キタミソウとは、北海道の北見で発見されたことが名前の由来になっている一年草です。本来はツンドラ地帯に生育している植物ですが、渡り鳥によって日本に運ばれたと考えられており、氷河時代の生き残りとされています。そのため北海道から九州までの間で隔離分布しています。
草丈は5cm程で、平たいしゃもじ形をした葉は長さ2~5cmあり、ロゼット状に生えて草紅葉します。白い花冠は筒状で、先は5~6つに裂けて星形をしており、長さは2mm程です。

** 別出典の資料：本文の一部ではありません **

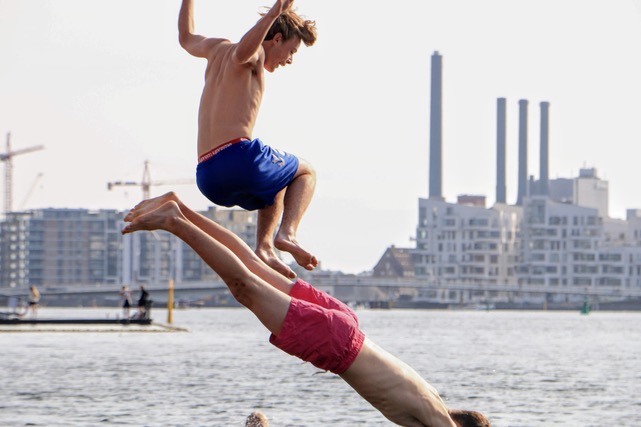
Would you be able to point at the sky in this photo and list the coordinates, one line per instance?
(105, 86)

種子は水深がある泥の中で休眠していますが、水が少なくなって泥地が水面から露出すると発芽し、開花まで至ります。田園地帯や河川敷等の湛水と減水が繰り返される場所を好みます。
和名:漢字
北見草
学名
Limosella aquatica
分類:目
シソ目 Lamiales
分類:科
オオバコ科 Plantaginaceae
分類:属
キタミソウ属 Limosella
分類:種
キタミソウ L. aquatica
花期
11~5月
分布
北海道, 群馬県, 埼玉県, 茨城県, 奈良県, 熊本県
分布地
渡良瀬遊水地, 江津湖
その他
花冠が5裂
花冠が6裂
花は閉鎖花と自殖能のある開放花の2種類があり、花茎の先に1つの花を付けます。発芽には光が必要です。発芽してから約4週間で開花まで至り、結実した後で、匍匐茎を延ばしながら栄養繁殖も行います。

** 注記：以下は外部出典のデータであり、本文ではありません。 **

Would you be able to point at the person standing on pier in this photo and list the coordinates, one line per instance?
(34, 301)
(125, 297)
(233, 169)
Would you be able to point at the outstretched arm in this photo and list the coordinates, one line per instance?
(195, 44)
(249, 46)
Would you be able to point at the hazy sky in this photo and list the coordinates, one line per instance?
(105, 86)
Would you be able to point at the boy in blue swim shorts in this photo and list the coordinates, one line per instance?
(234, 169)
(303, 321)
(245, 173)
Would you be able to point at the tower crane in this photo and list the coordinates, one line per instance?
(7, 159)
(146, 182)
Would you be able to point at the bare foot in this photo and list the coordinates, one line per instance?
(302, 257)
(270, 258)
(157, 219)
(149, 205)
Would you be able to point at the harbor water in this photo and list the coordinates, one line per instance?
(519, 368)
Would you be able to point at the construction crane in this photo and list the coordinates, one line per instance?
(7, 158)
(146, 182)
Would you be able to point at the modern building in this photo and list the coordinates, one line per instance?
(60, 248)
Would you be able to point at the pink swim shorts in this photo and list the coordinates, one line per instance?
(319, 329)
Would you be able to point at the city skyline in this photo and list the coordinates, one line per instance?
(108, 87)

自生地では夏場は水没しており、種子の状態で休眠しています。発芽後に生育地が水没してしまっても、そのまま生長して開花まで至ることは可能です。
埼玉県
草紅葉
干上がりかけた泥地に群生しています。地表が乾燥してまた寒くなると紅葉して枯れます。果実は卵円形の蒴果で、中に無数の種子が入っています。